Secondo lei, il percorso intrapreso per affermare i diritti dei disabili nella società italiana e nello sport è adeguato o vorrebbe che si intervenisse anche in altri ambiti? E in che senso?
«Lo sport è una punta avanzata, per la verità si è andati molto avanti, le Olimpiadi sono state un bel cuneo in questo, invece nel resto della società... beh, piano piano bisognerà entrare in una dimensione diversa e non dare per scontato che un paraplegico può fare solo il fattorino davanti una porta o un cieco può fare solo il centralinista in una banca o al Comune. Bisogna fare in modo di vedere i valori che sono dentro questa realtà. La realtà che io mostro nel libro dimostra proprio questo. Questa è la cultura che cresce, non è facile nel nostro mondo, dove tutto è complicato e il lavoro è un mito anche per chi ha due gambe».

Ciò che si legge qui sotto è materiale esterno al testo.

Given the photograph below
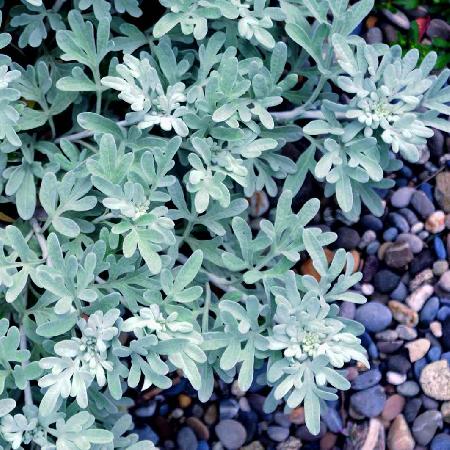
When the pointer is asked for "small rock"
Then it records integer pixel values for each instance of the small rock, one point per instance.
(401, 197)
(406, 332)
(278, 434)
(425, 426)
(292, 443)
(418, 349)
(435, 380)
(418, 298)
(395, 378)
(348, 238)
(398, 255)
(445, 411)
(186, 439)
(231, 434)
(393, 407)
(201, 430)
(444, 281)
(399, 436)
(442, 191)
(440, 442)
(414, 242)
(435, 222)
(403, 314)
(374, 316)
(397, 18)
(422, 204)
(438, 28)
(370, 402)
(366, 380)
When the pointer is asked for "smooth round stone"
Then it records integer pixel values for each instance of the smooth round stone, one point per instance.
(399, 222)
(374, 316)
(444, 281)
(399, 364)
(347, 238)
(372, 222)
(430, 310)
(390, 234)
(186, 439)
(400, 292)
(425, 426)
(438, 28)
(231, 434)
(408, 389)
(441, 442)
(422, 204)
(401, 197)
(435, 380)
(366, 380)
(414, 242)
(385, 281)
(370, 402)
(439, 248)
(278, 434)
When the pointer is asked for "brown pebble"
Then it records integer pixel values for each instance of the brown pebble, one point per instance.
(393, 407)
(435, 222)
(399, 436)
(403, 314)
(418, 349)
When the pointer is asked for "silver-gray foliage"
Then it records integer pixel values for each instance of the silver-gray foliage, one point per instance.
(127, 158)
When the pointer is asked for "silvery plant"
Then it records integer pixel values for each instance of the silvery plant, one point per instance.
(129, 154)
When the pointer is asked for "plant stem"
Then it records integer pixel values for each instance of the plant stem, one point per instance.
(40, 238)
(88, 133)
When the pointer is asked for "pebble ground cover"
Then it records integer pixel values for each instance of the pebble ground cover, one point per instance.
(167, 275)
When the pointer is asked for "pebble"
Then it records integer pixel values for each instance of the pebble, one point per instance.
(435, 223)
(403, 314)
(440, 442)
(385, 281)
(401, 197)
(370, 402)
(366, 380)
(278, 434)
(425, 426)
(430, 310)
(399, 436)
(414, 242)
(406, 332)
(398, 255)
(186, 439)
(418, 298)
(418, 349)
(435, 380)
(422, 204)
(444, 281)
(231, 434)
(408, 388)
(347, 238)
(438, 28)
(374, 316)
(395, 378)
(442, 191)
(393, 407)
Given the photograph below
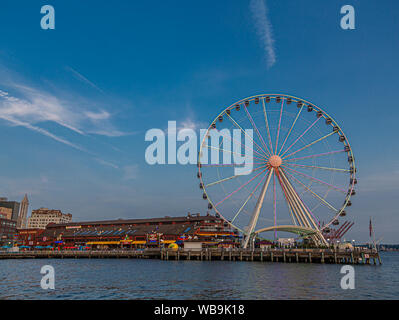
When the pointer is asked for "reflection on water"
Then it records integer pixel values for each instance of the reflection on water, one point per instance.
(156, 279)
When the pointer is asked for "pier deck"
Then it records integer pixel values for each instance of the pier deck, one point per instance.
(331, 256)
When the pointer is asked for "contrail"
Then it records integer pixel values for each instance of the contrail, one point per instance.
(263, 29)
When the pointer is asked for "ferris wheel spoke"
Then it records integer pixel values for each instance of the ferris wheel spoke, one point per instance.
(230, 165)
(300, 136)
(303, 211)
(256, 129)
(279, 123)
(310, 144)
(275, 204)
(314, 155)
(292, 127)
(267, 125)
(317, 180)
(258, 208)
(235, 176)
(237, 143)
(292, 205)
(239, 188)
(315, 194)
(288, 200)
(315, 167)
(249, 197)
(239, 127)
(229, 151)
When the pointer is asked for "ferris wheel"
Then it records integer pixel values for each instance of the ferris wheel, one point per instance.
(302, 170)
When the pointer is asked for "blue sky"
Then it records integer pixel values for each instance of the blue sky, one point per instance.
(85, 93)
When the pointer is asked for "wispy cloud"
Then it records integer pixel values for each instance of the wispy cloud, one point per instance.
(30, 108)
(82, 78)
(131, 172)
(264, 29)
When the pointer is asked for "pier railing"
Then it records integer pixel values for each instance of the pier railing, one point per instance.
(295, 255)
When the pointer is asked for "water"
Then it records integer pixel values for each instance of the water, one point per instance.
(156, 279)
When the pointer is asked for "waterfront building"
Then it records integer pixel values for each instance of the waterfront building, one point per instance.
(8, 231)
(138, 233)
(40, 218)
(23, 212)
(5, 213)
(30, 237)
(13, 205)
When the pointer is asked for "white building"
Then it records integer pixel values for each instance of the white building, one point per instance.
(40, 218)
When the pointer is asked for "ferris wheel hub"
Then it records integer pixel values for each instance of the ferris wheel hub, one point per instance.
(275, 161)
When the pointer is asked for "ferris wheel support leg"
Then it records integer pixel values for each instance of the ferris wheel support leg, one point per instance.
(318, 237)
(257, 209)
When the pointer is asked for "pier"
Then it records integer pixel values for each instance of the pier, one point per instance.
(329, 256)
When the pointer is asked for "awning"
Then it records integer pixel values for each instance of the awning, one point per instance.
(103, 242)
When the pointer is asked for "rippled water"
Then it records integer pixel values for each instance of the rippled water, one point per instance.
(156, 279)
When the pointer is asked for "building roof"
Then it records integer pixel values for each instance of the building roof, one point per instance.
(134, 221)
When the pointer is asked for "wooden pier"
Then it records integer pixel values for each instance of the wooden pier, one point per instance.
(331, 256)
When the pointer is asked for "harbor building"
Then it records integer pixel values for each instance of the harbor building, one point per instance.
(5, 213)
(195, 230)
(23, 212)
(8, 231)
(13, 205)
(40, 218)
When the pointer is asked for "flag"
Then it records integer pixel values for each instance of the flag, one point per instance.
(371, 227)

Infine vorrei chiederle: come vede oggi la posizione delle donne nelle varie discipline sportive? In tal senso, vorrei proporle una domanda da parte dell nostro direttore editoriale: parafrasando le parole della canzone di John Lennon, Woman is the nigger of the world, lei trova che la donna sia il negro dello sport?
«No, assolutamente, no, per carità. La donna è la regina ormai dello sport. A parte che nel nostro Paese, in fatto di qualità ha superato l'uomo. Abbiamo avuto un periodo, una congiuntura femminile per cui abbiamo fatto prime pagine della mia Gazzetta con scritto: “W le donne”, con storie fantastiche di campionesse, come qualità - intendo tecniche - le donne per certi versi hanno superato anche l'uomo, non dico per appurare se è più veloce dell'uomo o meno o cose del genere, queste cose non vanno inseguite, sono mostruosità, però ormai il fascino dei personaggi femminili è un dato... Avete visto Sara Simeoni, Debora Compagnoni, Manuela Di Centa, le ragazze della pallavolo e della pallanuoto, Valentina Vezzali? Sono addirittura le cime dello sport. Questo concetto è capovolto.
Anche le donne hanno una certa tendenza a sentire di dover dimostrare di più, ma vedi adesso questa pattinatrice che è venuta fuori, Caroline Kostner che porterà la bandiera alle Olimpiadi e che, secondo me, non ne aveva il diritto perché è una ragazzina che è ancora alla sua prima olimpiade, mentre c'è gente che ne ha fatto quattro. E' stata valorizzata tanto; voglio dire, incidono anche fattori per le donne che, in certi casi, magari ingiustamente, sfruttano il fascino femminile per creare magari qualcosa di più suggestivo. Nel caso della Kostner, si sfrutta il fatto che è una ragazza sicuramente bravissima, ma non ancora campionessa assoluta perché non è all'altezza delle grandi, però fisicamente affascinante, con queste gambe così lunghe e l'armonia che c'è nella sua danza; io l'ho vista danzare. Questo è un elemento che ha portato a una scelta di grande prestigio. Non c'è quindi discriminazione per le donne».

Meno male... almeno lì!
«Per carità, io sono un difensore delle donne e mi auguro un mondo gestito da donne, dato che gli uomini hanno fatto già abbastanza guai!».

Come sognava, tra l'altro, Fellini con La città delle donne... La nostra intervista si conclude qui, grazie infinite, è stato gentilissimo!